Is it dangerous to drive over a fallen power line?, and random power questions.

I was watching footage from hurricane Frances and saw a downed power line laying across a street. When a truck came by, it drove off the road to avoid driving over the power line. Was this neccessary?

What about if a power line falls on the top of your car?

Is your car really one of the safest places to be in a lightening storm?

Why can’t a city just shut down power stations when they know a hurricane is on the way? Wouldn’t it be safer?

Hey, there’s a wire in the street. Is it telco, cable, or power company? Is it 120 volts to ground, or 33kV? Treat all downed power lines as you would a firearm-assume them to be loaded/energized until it can be proven otherwise.

Should a power line fall atop your car, you are safest inside the vehicle. Should you attempt to exit the vehicle, when your foot touches the ground, you’re no longer a sparrow on the line, you’ve completed a circuit, and at that point it sucks to be you.

During a thunderstorm, I’d say that inside a building is safer than being in your car.

As far as shutting off all power, that won’t preclude whatever damage the storm will inflict via wind, downed trees, and so forth. The economic impact would be greater-cash registers don’t work, neither do fuel pumps, fresh foods will spoil, etc. than leaving the power on and letting Mother Nature roll on in.

There’s nowhere safer in a thunderstorm than inside a car (no everyday place, anyway). It forms a faraday cage, so the current from a llightening strike passes around the metal shell and down to the ground.

I’ve seen footage on a science TV programme, where a guy drove back and forth under a multi-kilovolt-charged electrical source and above a grounded one. Each time he drove under, ‘lightening’ struck the car, and flowed all over it. Only when it destroyed the car’s electronic ignition did they have to cut the power.

A downed power line might well still be live, especially the lower voltage lines.

If a cable drops onto your car, your tires should insulate you from any electric shock risk by preventing the current from running through your car to ground.

Even if you have no tires and are running on the rims, the metal body of the car should route any current around you rather than through you. The power guys who work on the hi-voltage cables wear a protective suit of metal mesh, like chain mail. This seems very counter-intuitive since the metal is a conductor, but it routes any current around the body rather than through it.

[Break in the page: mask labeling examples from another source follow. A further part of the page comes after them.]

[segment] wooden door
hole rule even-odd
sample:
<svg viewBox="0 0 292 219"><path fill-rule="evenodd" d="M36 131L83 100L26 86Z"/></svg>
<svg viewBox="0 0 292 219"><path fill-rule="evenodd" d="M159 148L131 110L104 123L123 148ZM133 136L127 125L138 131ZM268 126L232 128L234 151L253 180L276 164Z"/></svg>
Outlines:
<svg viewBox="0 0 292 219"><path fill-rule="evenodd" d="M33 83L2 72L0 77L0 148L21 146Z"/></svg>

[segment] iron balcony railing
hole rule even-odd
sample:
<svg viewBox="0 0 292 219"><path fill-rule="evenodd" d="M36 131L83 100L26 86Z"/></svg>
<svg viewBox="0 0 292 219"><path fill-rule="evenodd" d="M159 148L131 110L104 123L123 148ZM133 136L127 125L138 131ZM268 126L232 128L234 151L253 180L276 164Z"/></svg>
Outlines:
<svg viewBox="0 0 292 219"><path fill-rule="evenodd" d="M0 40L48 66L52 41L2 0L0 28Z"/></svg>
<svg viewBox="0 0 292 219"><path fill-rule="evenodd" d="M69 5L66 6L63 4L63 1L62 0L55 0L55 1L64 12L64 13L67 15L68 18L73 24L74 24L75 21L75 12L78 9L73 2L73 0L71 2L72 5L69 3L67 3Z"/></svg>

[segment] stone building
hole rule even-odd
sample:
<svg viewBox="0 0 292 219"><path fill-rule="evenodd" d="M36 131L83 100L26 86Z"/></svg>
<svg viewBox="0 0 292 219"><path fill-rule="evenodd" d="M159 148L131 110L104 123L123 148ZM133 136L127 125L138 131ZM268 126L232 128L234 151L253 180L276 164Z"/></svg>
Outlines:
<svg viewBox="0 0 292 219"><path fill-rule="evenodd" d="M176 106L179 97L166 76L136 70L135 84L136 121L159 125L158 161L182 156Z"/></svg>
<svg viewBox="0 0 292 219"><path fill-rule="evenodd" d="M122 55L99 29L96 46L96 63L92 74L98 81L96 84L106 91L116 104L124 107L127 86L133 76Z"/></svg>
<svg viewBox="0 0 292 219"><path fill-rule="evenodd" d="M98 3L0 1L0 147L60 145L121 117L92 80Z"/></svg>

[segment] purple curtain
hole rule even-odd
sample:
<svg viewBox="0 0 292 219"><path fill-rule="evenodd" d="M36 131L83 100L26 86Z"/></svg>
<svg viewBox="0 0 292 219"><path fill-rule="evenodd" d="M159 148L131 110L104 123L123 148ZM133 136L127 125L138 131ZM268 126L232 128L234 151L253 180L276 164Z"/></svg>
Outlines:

If you run over a downed line however, the cable itself may be physically hot and damage your tires. Also, the weight of your car on the cable may improve its electrical contact with the ground causing a lot of rapid resistance heating right under your wheels. Do a good enough job of this and you could get a minor explosion - not car-launching quality, but probably enough to blow your tires.

Cars are indeed one of the safest places to be during a thunderstorm, for the same reasons mentioned above re a cable dropping onto your car. Although in a hurricane, I’d rather be in a cellar.

Shutting down the local power during a hurricane could be done, but there must be good reasons why it isn’t. There’s a lot of board members who will be much better able to answer that one than me - I’ll wait for one of them to come along.

An automobile fails to satisfy the definition of a Faraday Cage, based upon my understanding. ‘No apertures’ and ‘perfectly conducting material’ do not apply to an auto. Doors, deck, and hood are not well bonded to the body. Hinges and latch or nader pin are the only electrically conductive connections-otherwise a rubber gasket exists to keep out rain and wind. The tires act as effective insulators between the vehicle body and ground.

An elemental Faraday cage can exist in a building with electrically bonded rebar but only if wall and floor assemblies are tied together in such fashion as to provide a low impedence path to ground.

If my understanding is flawed, please enlighten me.

OK, so it approximates a Faraday Cage. It certainly does so a lot better than most everyday structures (particularly buildings, given that the various wires through to their interior make lightening strikes inside buildings possible).

The ground clearance of the body of the car is only inches - the insulating effect of the tyres is irrelevant, as jumping that distance is no problem for lightening. The gaps in the conductivity you describe are also across very small distances. The structure car does ensure that the path of least resistance does not go through the interior.

(Incidentally, how would you build a true Farady Cage, using “perfectly conducting material”? At room temperature, of course…)

Inside an automobile is very safe as long as you don’t touch anything made of metal in it.

No time to provide a link, but within the past 2 months, I heard about someone being electrocuted from a fallen power line–while in his/her vehicle.

No other details, but I remember being surprised to hear the report.